The same applies to Vanguard. If it looks like crap, then better run *very smoothly*. Because noone swallows extremely demanding engines AND overall deluding graphic quality.

Which is also why I have that terrible nightmare.

Re: Why WoW won.

THANK you. This is one proverbial "elephant in the room" that game developers and publishers have been ignoring, or at least dismissive of. Make the game intuitive and accessible (as you say with hardware requirements and the UI), and polish the gameplay for a good first impression and they will come.

But no, the publishers see the costs rising higher and higher during game production and eventually they snap and say "ship it, I don't fucking care what you're bitching about - this shit is costing me money." The folks funding production don't play their own games - they play for 10 minutes (maybe), consider that "fun enough" and call it a day.

So that's why there's so much hand-waving about the "awesome graphics (that run like shit)" and the number of polygons that the game can push versus the subjective part called "gameplay."

Re: Why WoW won.

Yeah, I'm sure it had nothing to do with the teeming masses that played D2, WC, SC, etc.
It was entirely due to the simplified gameplay and low requirements!

I don't think anyone is dismissive of your statement, I just think it is so completely obvious that it doesn't bear repeating ad nauseum. Yes, part of WoW's (or Runescape's) success is due to accessibility and streamlined experience. It will also be part of its unraveling if in the expansion we have PVP performance similar to Tarren Mill / Southshore, with zero foot view radius and sudden popping in of 50+ enemies. That optimization is frankly impractical, and Blizzard already has a penchant for shoving people into instances.

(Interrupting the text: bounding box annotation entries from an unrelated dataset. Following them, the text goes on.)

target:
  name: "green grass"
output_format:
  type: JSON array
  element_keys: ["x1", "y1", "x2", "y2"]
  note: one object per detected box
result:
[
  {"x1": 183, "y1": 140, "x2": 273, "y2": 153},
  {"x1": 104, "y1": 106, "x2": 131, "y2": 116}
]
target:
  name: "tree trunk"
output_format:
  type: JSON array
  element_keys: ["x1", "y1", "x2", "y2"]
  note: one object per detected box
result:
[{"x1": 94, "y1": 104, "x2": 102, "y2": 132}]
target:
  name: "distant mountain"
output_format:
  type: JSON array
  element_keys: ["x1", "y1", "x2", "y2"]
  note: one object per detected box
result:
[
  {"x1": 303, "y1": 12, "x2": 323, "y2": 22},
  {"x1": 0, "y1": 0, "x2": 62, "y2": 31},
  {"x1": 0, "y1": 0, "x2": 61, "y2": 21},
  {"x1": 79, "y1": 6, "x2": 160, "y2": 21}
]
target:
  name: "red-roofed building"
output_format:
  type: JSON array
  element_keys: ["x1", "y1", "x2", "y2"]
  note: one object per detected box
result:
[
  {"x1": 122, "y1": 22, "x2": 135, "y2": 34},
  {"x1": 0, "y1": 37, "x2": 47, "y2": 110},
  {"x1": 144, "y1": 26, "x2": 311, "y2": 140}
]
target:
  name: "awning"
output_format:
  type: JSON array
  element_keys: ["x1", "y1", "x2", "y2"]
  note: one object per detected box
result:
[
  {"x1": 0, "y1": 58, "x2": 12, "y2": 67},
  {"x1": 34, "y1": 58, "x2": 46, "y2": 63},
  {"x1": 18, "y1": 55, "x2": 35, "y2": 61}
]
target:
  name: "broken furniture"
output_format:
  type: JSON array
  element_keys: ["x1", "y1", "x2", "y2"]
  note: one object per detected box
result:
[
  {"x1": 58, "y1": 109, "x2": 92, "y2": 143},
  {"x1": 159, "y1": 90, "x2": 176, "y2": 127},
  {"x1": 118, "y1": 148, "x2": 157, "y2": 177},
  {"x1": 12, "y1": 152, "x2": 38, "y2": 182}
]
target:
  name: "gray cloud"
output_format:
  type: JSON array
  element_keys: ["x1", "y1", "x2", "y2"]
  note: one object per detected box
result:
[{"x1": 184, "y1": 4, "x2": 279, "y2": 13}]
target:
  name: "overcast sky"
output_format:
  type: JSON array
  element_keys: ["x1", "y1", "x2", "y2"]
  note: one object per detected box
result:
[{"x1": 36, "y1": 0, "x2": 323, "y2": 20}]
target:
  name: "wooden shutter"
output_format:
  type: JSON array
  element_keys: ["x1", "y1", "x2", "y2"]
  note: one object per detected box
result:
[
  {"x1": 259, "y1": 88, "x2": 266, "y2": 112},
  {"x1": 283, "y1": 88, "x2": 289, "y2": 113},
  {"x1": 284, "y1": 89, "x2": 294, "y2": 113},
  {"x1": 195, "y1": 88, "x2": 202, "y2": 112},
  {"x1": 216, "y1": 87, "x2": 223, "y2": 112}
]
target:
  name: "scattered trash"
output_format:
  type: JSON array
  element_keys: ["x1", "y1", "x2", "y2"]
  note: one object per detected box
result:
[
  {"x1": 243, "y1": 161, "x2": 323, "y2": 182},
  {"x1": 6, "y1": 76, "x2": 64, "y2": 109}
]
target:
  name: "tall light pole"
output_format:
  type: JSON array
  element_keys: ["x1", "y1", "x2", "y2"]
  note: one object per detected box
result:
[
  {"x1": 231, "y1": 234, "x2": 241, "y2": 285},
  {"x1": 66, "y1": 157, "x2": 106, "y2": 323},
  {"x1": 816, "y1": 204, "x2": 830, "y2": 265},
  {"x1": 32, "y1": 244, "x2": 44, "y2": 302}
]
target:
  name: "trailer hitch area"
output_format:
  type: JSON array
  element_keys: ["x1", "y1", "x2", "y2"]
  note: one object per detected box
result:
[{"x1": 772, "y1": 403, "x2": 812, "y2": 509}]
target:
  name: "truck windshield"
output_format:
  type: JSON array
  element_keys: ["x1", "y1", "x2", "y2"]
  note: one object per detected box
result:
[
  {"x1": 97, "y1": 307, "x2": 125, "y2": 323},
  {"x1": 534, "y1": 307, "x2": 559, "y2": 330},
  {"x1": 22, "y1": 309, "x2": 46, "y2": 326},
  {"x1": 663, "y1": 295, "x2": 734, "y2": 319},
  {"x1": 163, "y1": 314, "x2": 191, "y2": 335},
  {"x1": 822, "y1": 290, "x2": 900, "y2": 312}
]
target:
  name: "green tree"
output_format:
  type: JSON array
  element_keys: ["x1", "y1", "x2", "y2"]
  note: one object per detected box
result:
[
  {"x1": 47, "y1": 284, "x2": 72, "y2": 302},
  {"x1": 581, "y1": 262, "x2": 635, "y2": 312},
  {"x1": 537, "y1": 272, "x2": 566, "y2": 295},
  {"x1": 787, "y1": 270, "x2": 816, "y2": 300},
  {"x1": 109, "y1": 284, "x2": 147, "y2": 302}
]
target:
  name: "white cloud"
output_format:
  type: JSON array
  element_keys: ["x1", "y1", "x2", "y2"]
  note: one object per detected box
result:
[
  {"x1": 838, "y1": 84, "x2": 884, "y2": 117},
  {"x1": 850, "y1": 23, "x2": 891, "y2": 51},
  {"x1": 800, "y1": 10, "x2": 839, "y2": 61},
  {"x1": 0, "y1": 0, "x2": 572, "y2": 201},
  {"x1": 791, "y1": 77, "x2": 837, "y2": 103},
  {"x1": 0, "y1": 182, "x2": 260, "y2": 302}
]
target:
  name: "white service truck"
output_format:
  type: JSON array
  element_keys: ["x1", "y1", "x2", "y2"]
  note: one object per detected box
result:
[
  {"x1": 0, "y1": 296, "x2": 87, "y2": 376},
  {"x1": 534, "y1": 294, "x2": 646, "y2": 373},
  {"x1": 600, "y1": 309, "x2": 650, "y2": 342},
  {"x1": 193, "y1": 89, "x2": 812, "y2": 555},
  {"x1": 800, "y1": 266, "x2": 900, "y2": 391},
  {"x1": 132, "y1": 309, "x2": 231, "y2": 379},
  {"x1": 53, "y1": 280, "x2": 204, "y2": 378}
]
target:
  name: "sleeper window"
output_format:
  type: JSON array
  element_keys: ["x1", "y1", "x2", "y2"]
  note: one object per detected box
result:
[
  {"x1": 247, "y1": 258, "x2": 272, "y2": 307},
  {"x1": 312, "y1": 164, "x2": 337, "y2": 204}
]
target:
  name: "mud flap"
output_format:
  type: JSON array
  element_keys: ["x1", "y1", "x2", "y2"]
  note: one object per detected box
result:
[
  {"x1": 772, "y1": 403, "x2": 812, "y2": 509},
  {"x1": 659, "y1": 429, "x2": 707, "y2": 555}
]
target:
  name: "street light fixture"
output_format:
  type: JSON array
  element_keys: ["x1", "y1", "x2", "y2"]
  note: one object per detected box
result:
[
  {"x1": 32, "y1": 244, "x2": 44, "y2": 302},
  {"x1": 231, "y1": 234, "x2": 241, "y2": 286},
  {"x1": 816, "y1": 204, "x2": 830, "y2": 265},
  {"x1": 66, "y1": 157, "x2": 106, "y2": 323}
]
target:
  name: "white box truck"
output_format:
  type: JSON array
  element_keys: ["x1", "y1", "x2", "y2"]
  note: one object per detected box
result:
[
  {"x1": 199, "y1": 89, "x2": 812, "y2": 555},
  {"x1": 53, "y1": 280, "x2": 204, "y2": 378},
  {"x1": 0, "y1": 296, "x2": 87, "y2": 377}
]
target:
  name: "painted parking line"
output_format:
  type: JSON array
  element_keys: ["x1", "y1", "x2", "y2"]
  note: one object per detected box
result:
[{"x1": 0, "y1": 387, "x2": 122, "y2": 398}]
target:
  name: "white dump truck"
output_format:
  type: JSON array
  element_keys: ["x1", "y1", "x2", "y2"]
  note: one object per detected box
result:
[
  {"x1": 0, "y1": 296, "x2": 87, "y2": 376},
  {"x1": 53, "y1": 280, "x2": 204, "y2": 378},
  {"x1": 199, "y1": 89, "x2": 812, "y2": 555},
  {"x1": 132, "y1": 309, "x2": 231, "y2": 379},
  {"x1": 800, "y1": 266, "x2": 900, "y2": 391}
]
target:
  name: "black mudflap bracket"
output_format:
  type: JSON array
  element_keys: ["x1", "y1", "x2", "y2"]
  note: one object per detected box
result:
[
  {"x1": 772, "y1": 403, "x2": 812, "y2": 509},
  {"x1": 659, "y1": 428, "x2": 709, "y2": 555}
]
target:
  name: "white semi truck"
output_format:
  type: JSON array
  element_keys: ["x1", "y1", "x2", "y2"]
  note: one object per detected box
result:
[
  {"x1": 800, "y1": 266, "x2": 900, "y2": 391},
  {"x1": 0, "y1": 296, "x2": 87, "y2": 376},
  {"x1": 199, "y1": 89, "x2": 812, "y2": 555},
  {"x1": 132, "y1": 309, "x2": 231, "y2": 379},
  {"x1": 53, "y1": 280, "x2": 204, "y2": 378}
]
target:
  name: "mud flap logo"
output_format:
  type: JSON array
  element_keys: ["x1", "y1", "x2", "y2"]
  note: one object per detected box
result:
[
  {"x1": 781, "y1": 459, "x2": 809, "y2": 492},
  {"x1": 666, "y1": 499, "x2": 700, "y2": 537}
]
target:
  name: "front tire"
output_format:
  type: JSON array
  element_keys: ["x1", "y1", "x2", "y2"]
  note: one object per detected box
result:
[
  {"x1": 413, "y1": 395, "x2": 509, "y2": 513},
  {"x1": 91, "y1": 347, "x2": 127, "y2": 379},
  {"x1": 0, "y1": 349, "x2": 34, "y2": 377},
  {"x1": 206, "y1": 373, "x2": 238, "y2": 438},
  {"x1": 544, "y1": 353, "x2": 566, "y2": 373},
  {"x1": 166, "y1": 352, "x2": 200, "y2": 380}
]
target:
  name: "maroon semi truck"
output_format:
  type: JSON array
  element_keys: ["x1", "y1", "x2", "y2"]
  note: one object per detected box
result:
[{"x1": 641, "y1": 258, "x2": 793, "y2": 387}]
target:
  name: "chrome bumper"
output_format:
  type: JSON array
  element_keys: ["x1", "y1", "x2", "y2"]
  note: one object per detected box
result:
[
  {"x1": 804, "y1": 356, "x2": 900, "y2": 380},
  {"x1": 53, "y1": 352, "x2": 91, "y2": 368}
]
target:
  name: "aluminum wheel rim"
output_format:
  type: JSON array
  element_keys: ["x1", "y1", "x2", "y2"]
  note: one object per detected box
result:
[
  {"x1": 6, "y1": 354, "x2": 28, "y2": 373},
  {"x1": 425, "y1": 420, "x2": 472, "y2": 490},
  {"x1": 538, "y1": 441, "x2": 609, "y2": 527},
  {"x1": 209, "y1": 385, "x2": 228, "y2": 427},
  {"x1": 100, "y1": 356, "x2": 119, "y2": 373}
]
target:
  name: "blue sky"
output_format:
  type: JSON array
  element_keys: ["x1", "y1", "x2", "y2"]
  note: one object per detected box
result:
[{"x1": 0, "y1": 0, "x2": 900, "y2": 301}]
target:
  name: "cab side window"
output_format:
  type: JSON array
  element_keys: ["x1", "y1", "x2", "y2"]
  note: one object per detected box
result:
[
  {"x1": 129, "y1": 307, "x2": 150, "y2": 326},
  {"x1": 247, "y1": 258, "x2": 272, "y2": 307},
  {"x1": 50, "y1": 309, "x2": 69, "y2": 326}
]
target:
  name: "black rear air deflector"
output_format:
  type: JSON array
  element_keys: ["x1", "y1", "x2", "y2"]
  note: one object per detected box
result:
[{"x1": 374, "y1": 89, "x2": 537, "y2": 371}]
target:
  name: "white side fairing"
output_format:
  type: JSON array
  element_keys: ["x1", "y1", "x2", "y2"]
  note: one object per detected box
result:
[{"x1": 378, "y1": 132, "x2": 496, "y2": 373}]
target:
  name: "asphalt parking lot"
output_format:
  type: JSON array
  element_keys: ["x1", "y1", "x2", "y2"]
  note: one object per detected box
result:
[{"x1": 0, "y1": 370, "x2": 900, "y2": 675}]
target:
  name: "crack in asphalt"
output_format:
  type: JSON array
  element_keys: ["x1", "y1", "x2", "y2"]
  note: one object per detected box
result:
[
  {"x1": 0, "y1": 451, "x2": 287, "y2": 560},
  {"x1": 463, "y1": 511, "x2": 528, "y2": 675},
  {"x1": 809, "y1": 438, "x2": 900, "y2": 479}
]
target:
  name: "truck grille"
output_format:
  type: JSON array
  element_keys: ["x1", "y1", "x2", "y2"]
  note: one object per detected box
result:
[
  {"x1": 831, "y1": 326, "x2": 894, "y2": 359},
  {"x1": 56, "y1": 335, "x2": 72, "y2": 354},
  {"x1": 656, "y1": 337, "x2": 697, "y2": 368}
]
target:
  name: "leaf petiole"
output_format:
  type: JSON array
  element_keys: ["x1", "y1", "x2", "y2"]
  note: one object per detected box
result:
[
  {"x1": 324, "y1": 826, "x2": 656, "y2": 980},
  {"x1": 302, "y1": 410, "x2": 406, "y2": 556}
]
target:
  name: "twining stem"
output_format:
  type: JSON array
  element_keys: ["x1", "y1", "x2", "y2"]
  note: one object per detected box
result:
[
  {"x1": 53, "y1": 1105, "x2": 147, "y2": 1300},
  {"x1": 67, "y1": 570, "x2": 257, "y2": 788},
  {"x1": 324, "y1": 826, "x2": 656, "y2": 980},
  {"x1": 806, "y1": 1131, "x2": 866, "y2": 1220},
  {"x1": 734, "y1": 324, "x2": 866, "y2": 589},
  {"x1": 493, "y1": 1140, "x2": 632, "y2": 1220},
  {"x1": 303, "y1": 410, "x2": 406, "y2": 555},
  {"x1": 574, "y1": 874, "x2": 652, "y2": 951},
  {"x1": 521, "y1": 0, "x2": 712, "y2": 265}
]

Besides that, the market in general was/is in a rut. Nothing out there even competed with the amount of game you get out of WoW at such a minimum sys requirement level. Let's talk about how accesible WoW is post-60...

Accessibility simply encompasses more than you're giving credit to: graphic consistency, clearly cut and unique races and areas, built in strife rather than player instigated strife, railed questing with big blinking lights "go here next!," Dungeon Crawl Lite[tm], ease of soloability no matter which class you are, offline auctionhouses, tradeskill lite now with no failures! and a nice and cheap, endless supply of cash for in game currency in case you were ever too bored, lazy or decadent to gather it yourself.

Just because you open the door to more people via lax hardware requirements doesn't mean they're going to come in.

Re: Why WoW won.

Whoops! For clarification sake, my point was that I would weight #3 in your trinity of accesibility as far more than a third. The first two are limiters, #3 is the enabler.

Re: Why WoW won.

They are not really in order of importance.

If you actually look at the links you can see that the third point is the one I consider the most relevant and the one I discussed first.

It's obvious that without that third point the other two wouldn't exist.